Ben toplumun, polis ve yargıya işi düşmemiş bölümündeki hayret dolu tepkilere değinmek istiyorum. Onlara “saflar kesimi” de diyebilirsiniz. Polise şikayete veya sorgulanmaya hiç gitmemiş, karakola uğramamış, savcıların önünden geçmemiş, mahkemeye hayatından uğramamış olan çoğunluktan söz ediyorum.

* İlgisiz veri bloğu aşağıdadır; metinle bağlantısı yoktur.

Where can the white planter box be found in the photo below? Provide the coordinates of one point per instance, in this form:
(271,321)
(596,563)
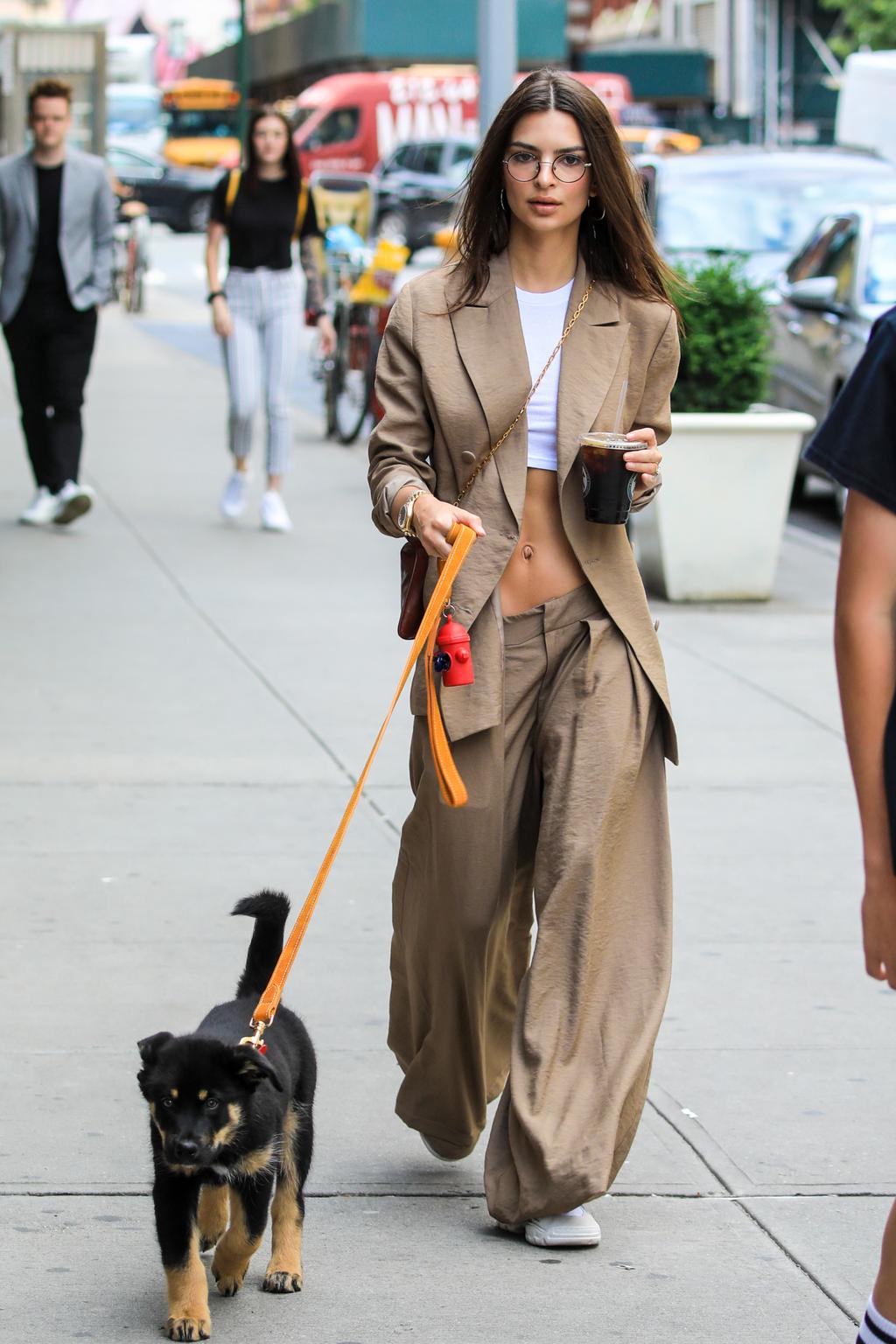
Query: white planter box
(713,531)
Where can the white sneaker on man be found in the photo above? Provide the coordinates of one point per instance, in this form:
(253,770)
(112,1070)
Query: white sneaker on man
(40,509)
(233,501)
(574,1228)
(274,516)
(73,501)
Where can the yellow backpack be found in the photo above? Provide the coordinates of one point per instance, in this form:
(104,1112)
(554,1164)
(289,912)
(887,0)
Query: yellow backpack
(233,187)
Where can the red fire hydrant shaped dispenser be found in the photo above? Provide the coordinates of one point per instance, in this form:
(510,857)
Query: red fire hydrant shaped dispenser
(454,659)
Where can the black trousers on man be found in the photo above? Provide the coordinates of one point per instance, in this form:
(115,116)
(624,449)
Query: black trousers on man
(52,346)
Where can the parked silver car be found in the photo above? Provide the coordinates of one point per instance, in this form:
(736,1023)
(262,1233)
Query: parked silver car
(825,304)
(754,202)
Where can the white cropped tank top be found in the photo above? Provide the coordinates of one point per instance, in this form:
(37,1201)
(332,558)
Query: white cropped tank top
(543,318)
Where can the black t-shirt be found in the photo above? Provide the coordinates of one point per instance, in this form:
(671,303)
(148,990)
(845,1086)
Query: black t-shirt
(47,277)
(856,445)
(261,222)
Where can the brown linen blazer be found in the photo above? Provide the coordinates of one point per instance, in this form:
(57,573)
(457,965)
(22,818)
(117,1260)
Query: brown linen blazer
(451,383)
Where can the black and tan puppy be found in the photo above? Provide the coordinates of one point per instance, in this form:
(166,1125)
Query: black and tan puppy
(226,1123)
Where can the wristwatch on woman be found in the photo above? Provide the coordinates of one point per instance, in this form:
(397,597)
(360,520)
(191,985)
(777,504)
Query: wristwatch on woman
(404,519)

Normal olarak davet edildiği taktirde ifade vermeye gelebilecek olan kişilerin dahi, sabaha karşı evlerine baskınlar...Saatlerce ev ve bürolarındaki araştırma sırasında özel hayatlarıyla ilgili bilgilerin alınıp götürülmesi...Telefonlarının dinlenmesi.Özel hayatların iğfal edilmesi...TV kameralarının yeterince görüntü alabilmelerini sağlamak ister gibi, evlerinden adeta sürüklenerek götürülmeler veya soruşturmaya giriş çıkışların afişe edilmesi...Başına bastırarak arabalara tıkmaları...İlgisiz bilgilerin basına sızdırılması ...Sonunda suçsuz oldukları kesinleşse bile, insanların daha ilk anda suçlu oldukları damgasını yemelerini sağlayan bir mekanizma...
Dava süreci ise, daha içler acısı.
Dosyalardaki muğlak suçlamalar...Delil olup olmadığı bilinmeyen veriler...Vs...vs...
Saflar kesimi yaşananları dehşet içinde izliyorlar.
Ben de “Olur mu kardeşim, suçu kesinleşmemiş insanlara böyle muamele edilir mi ? Hakkında suçlama yapılmadan insanlar aylarca gözaltında tutulur mu ? Böyle iddianame olur mu?” diyenleri ilgiyle izliyorum.
Yaşananların hiç sıra dışı olmadığını bilmiyorlar. Oysa, gazetelerin birinci sayfalarında gördüklerinizin hepsi yıllardır bu ülke insanının çektiği bir eziyeti yansıtıyor.
Yargı rezaletini ortaya koyuyor.
Tanınmış isimlerin başına geldiğinden dolayı şimdi geniş kesimlerin dikkatini çeken bu İnsan Haklarına aykırı uygulamalar, Türk adaletinin doğal işleyişinden başka birşey değildir. Hatta, bu uygulamalar VIP, yani tanınmış isimlere yönelik olduğundan dolayı çok daha nezaket içinde ve daha dikkatli gerçekleştiriliyor.
Bir de normal vatandaş olun da görün...
Aman Allah...
Gözaltına alınıp hayatınızın sönmesi işten bile değildir. Haklı olsanız dahi, derdinizi anlatana kadar yok olup gidersiniz.
Hiç bunlar yetmiyormuş gibi, bir de hakaret işitir, dayak yersiniz.
Türk emniyet ve adalet sisteminin ne kadar düzelmeye ihtiyacı olduğu apaçık ortadadır.
Ne gerçek bir adaletten söz edilebilir, ne de “ adaletin şefkatli ellerinden.”
Canını kurtarmak, masum iken lekelenmeden bir davayı bitirmek veya kötü , aşağılayıcı muamele görmeden emniyetin elinden kurtulmak ya bir mucize veya büyük bir şanstır.
Avrupa Birliği “ Adalet reformu şarttır” diye boş yere tepinmiyor.
Savcıların, rüzgar nereden eserse oraya göre davranıp, önlerine gelen her dosyayı “Yargıç reddetsin” diye mahkemeye sevketmelerinin önüne geçilmediği, iyice inceleme yapmadan mahkeme kapısını çalmalarının önüne geçilmeden, savcılara sağlıklı bir çalışma zemini ve maddi olanaklar sağlanmadan, yargı sistemi baştan aşağı elden geçirilmeden, polise insan ile ilişkilerin ne olduğunu anlatılmadan, bu işin yönü değişmez.
İnsanımızı hor gördüğümüz sürece, bu ülkede yargı ve polise güven duyamayız. Önce, hem polisimizin, hem de yargımızın, İnsana önem vermesini sağlamamız gerekir.
Bunu yapamayacaksak, boş yere yaşananlara sinirlenmeyelim.